Photographie : Blanc-Seing.

Le jour est gris, brumeux, avec quelques filaments bleuâtres traînant au ras du sol. Fin de l'été. Avant-goût de l'automne. Il fait déjà si frais et les jours se suivent comme exténués. L'hiver sera rigoureux. En témoigne le criaillement incessant des freux rayant le ciel de leurs faucilles noires. C'est du moins ce qui se dit, ici, sur les terres de Bérieux-le-Haut, parmi les touffes sauvages de la garrigue et les monticules de pierre. On parle peu dans cette contrée aride que parcourent les sillons du vent.
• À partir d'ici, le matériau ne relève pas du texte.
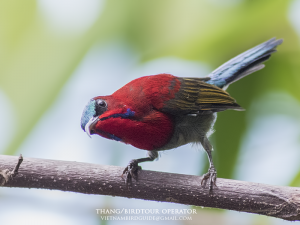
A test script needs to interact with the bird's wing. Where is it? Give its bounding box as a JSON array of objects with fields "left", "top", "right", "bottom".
[{"left": 162, "top": 78, "right": 243, "bottom": 115}]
On courbe l'échine, on se vêt de canadiennes calamistrées, on se faufile, silhouettes usées, au milieu des toisons sales des moutons, dans les creux d'argile des collines. Quelques mots, parfois, lâchés entre deux rafales de tramontane, deux coups de blizzard venus du lointain de la mer. Quelques grognements pour dire la Folle qui demeure ici et cloue des crapauds et des ailes de chauve-souris sur les portes des étables, celles aussi des demeures émergeant à peine du sol. Le matin, dans le rond de la lampe de carbure, les hommes sortent avec précaution, évitant de marcher sur une dépouille, une membrane encore prise des remous de la nuit. Avec le brin d'une fourche on se saisit de la peur, on la porte à la manière d'un mortel sortilège, on la précipite dans le bouillonnement des eaux, on veut l'oublier. Si terrible la folie quand, dans les plis nocturnes, dans les meutes de nuages noirs, elle ricoche infiniment entre terre et ciel, portant aux hommes la plaie avec laquelle ils doivent vivre, dont, jamais, ils ne sortent.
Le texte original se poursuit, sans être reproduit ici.